On Bloomsday, fans of James Joyce celebrate Ulysses

SUNDAY, JUNE 16: Get ready! Take a deep breath and loosen your tongue to read aloud …

Stately, plump Buck Mulligan came from the stairhead, bearing a bowl of lather on which a mirror and a razor lay crossed. A yellow dressinggown, ungirdled, was sustained gently behind him on the mild morning air.

He held the bowl aloft and intoned:
Introibo ad altare Dei.

Halted, he peered down the dark winding stairs and called up coarsely: Come up, Kinch. Come up, you fearful jesuit.

Solemnly he came forward and mounted the round gunrest. He faced about and blessed gravely thrice the tower, the surrounding country and the awaking mountains.

And, there you go!
These opening lines already are saluting James Joyce’s classic Ulysses. That’s the way countless fans around the world salute Joyce today—cracking open copies of Ulysses and reading the text aloud. The novel is set in Dublin on June 16, 1904, and was published as a complete novel 91 years ago in Paris (parts of it were serialized earlier from 1918-1920). The novel begins on a real stone tower, where Joyce spent a very brief but tumultuous part of his life. And, once again, Joyce fans will gather at what is called James Joyce Tower to do the one thing all Joyce fans do on Bloomsday—read aloud from Ulysses.

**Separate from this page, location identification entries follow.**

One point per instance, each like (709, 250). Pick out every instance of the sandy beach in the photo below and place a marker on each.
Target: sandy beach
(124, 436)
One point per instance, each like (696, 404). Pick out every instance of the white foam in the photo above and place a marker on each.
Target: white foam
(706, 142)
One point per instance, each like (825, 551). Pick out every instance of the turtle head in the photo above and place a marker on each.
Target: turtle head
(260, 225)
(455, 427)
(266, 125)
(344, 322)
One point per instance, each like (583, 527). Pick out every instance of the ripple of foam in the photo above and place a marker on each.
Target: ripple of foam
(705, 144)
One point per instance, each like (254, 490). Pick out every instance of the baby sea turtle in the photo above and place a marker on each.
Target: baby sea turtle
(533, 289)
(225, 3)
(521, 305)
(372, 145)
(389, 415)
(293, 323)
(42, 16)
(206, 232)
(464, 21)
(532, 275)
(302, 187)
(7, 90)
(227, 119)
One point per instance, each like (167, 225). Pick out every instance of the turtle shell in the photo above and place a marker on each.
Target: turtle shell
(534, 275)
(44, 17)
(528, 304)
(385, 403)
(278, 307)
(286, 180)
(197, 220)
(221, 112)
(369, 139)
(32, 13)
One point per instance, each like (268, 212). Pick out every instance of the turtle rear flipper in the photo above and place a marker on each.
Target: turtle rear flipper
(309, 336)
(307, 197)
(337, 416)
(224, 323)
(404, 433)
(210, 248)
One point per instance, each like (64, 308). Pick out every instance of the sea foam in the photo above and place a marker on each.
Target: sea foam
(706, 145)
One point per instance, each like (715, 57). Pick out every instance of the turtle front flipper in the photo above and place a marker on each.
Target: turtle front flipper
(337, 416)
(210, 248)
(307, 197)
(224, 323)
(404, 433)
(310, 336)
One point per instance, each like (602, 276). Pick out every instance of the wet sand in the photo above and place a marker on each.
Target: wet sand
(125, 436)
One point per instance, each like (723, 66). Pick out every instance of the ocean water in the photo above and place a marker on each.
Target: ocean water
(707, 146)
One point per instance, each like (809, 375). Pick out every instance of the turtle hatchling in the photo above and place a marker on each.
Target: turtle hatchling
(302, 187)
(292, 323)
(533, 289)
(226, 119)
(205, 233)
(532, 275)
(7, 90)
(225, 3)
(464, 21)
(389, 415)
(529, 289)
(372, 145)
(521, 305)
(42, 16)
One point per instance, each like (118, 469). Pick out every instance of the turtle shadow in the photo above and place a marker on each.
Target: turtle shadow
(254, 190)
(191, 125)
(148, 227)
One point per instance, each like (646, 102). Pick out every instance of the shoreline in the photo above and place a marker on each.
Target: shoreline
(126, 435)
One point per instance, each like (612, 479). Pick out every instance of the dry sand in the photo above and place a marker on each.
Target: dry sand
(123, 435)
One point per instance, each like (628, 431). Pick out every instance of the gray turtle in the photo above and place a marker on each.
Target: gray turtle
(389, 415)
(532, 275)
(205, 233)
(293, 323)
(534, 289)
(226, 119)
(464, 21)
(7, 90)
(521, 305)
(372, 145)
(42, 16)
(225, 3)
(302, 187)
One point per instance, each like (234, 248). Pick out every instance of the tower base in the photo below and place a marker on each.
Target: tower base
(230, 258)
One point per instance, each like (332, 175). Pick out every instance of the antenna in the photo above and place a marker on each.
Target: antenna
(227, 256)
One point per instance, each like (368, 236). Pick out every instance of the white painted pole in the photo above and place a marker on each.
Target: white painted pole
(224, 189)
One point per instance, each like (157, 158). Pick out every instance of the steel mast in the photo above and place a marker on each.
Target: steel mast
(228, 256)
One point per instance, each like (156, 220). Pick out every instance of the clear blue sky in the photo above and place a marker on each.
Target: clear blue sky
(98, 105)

Wikipedia provides an overview of Bloomsday celebrations in Ireland, Hungary, Italy, Australia and the U.S. Wikipedia also includes this summary of the very first Bloomsday in 1954:

Bloomsday (a term Joyce himself did not employ) was invented in 1954, on the 50th anniversary of the events in the novel, when John Ryan—artist, critic, publican and founder of Envoy magazine—and the novelist Flann O’Brien organized what was to be a daylong pilgrimage along the Ulysses route. They were joined by Patrick Kavanagh, Anthony Cronin, Tom Joyce (a dentist who, as Joyce’s cousin, represented the family interest) and AJ Leventhal (Registrar of Trinity College, Dublin).

Ryan had engaged two-horse drawn cabs, of the old-fashioned kind, which in Ulysses Mr. Bloom and his friends drive to poor Paddy Dignam’s funeral. The participants were assigned roles from the novel. They planned to travel around the city through the day, visiting in turn the scenes of the novel, ending at night in what had once been the brothel quarter of the city, the area which Joyce had called Nighttown. The pilgrimage was abandoned halfway through, when the weary companions succumbed to inebriation and rancor at the Bailey pub in the city center, which Ryan then owned, and at which, in 1967, he installed the door to No. 7 Eccles Street (Leopold Bloom’s front door), having rescued it from demolition.


Looking for an observance around your home? Check with local libraries, Irish-themed organizations and institutions. Or, start your own—it only takes a circle of friends to begin the annual practice. Events are scattered across the U.S., often in unlikely places.

Want some examples? Let’s start on the East Coast. In Portland, Maine, an American Irish Repertory Ensemble has a whole series of daily events leading up to Bloomsday, according to a report in the Portland Daily Sun. Orlando, Florida, is holding its second annual Bloomsday celebration, according to Orlando Weekly. In New Orleans, an array of writers and media people will converge on the Irish House, NOLA online reports. Chicago has at least one event on the Southside at O’Rourke’s Office from 6 to 10 p.m. on Sunday. Participants are invited to come and share in the reading.

The Irish Writers Centre in Dublin is home to the biggest Bloomsday bash each year.

Does Bloomsday qualify as a religious observance?
As Joyce would have said: You be the judge! Of course, it is impossible for anyone to read much of Joyce and not find layer upon layer of religious reflection. Check out the Wikiquotes page listing passages often quoted from Ulysses. Perhaps reviewing those gems will inspire you to get a copy and read along this week!